Les travaux de construction, comme aussi un changement d'affectation, ne peuvent être autorisés que s'ils sont conformes à l'affectation de la zone. Ils sont prohibés dans le cas contraire, l'art. 80 al. 2 LATC ne pouvant pas être interprété comme conférant un privilège à cet égard aux constructions existantes (Bovay / Didisheim / Sulliger / Thonney, Droit fédéral et vaudois de la construction, 4e édition, 2010, ad art. 80, n°6.4 et les références).
c) D'une part, on ne peut pas considérer que le bâtiment ECA n° 436 érigé sur la parcelle n° 305, utilisé par la Commune pour l'exploitation forestière, est actuellement non conforme à la zone s'agissant de son affectation. La destination projetée des locaux, après transformation et agrandissement, le serait en revanche. D'autre part, pour être autorisée en application de l'art. 80 al. 2 LATC, la construction projetée, comme toute construction d'ailleurs, devrait être conforme à la zone, ce qui n'est pas le cas pour les motifs précités.
Dès lors que le projet, non conforme à la zone, ne peut pas être autorisé pour cette raison, il n'est pas nécessaire d'examiner encore le grief relatif à la distance aux limites de propriété.
4. Les considérants précités conduisent à l'admission du recours et à l'annulation de la décision levant l'opposition et délivrant le permis de construire rendue le 20 janvier 2014 par la Municipalité de Baulmes. Succombant, la constructrice supportera l'émolument de justice (art. 49 al. 1 LPA-VD), ainsi qu'une indemnité à titre de dépens en faveur de la recourante, qui a procédé avec l'assistance d'un mandataire professionnel (art. 55 LPA-VD).
Par ces motifs
la Cour de droit administratif et public
du Tribunal cantonal
arrête:
I. Le recours est admis.
II. La décision levant l'opposition et délivrant le permis de construire rendue le 20 janvier 2014 par la Municipalité de Baulmes est annulée.
III. Un émolument de justice de 2'500 (deux mille cinq cents) francs est mis à la charge de la Société coopérative de laiterie de Baulmes.

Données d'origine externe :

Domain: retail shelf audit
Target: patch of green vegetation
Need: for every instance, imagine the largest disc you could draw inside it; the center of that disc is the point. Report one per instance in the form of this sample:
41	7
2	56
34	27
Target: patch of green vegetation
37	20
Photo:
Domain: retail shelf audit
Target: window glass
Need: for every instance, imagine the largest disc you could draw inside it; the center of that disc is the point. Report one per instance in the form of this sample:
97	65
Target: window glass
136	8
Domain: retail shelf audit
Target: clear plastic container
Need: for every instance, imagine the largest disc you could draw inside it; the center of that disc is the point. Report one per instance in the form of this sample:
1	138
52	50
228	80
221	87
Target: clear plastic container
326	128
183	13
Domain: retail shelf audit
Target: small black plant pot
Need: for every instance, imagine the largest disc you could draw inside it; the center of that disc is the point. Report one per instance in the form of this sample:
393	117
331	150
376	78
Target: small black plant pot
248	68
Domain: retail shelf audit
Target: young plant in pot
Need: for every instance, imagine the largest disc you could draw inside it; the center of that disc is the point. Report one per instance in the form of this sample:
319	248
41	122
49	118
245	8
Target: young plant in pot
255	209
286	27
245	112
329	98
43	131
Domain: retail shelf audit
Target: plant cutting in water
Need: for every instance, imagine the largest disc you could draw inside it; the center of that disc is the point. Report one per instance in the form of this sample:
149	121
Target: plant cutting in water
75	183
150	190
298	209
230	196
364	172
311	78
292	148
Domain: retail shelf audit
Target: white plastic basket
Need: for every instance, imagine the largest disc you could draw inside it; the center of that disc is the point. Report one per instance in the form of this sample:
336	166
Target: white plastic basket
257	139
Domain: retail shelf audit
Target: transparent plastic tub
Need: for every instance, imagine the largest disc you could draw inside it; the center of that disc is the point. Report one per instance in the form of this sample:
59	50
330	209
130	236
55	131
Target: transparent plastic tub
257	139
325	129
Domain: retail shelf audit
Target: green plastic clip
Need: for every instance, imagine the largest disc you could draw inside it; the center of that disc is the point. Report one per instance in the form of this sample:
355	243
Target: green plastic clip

IV. La Soci¿é coopérative de laiterie de Baulmes versera à Danielle Indermühle-Perusset une indemnité de 2'500 (deux mille cinq cents) francs à titre de dépens.
Lausanne, le 31 décembre 2014
Le président: La
greffière:
Le présent arrêt est communiqué aux destinataires de l'avis d'envoi ci-joint.
Il peut faire l'objet, dans les trente jours suivant sa notification, d'un recours au Tribunal fédéral. Le recours en matière de droit public s'exerce aux conditions des articles 82 ss de la loi du 17 juin 2005 sur le Tribunal fédéral (LTF - RS 173.110), le recours constitutionnel subsidiaire à celles des articles 113 ss LTF. Le mémoire de recours doit être rédigé dans une langue officielle, indiquer les conclusions, les motifs et les moyens de preuve, et être signé. Les motifs doivent exposer succinctement en quoi l’acte attaqué viole le droit. Les pièces invoquées comme moyens de preuve doivent être jointes au mémoire, pour autant qu’elles soient en mains de la partie; il en va de même de la décision attaquée.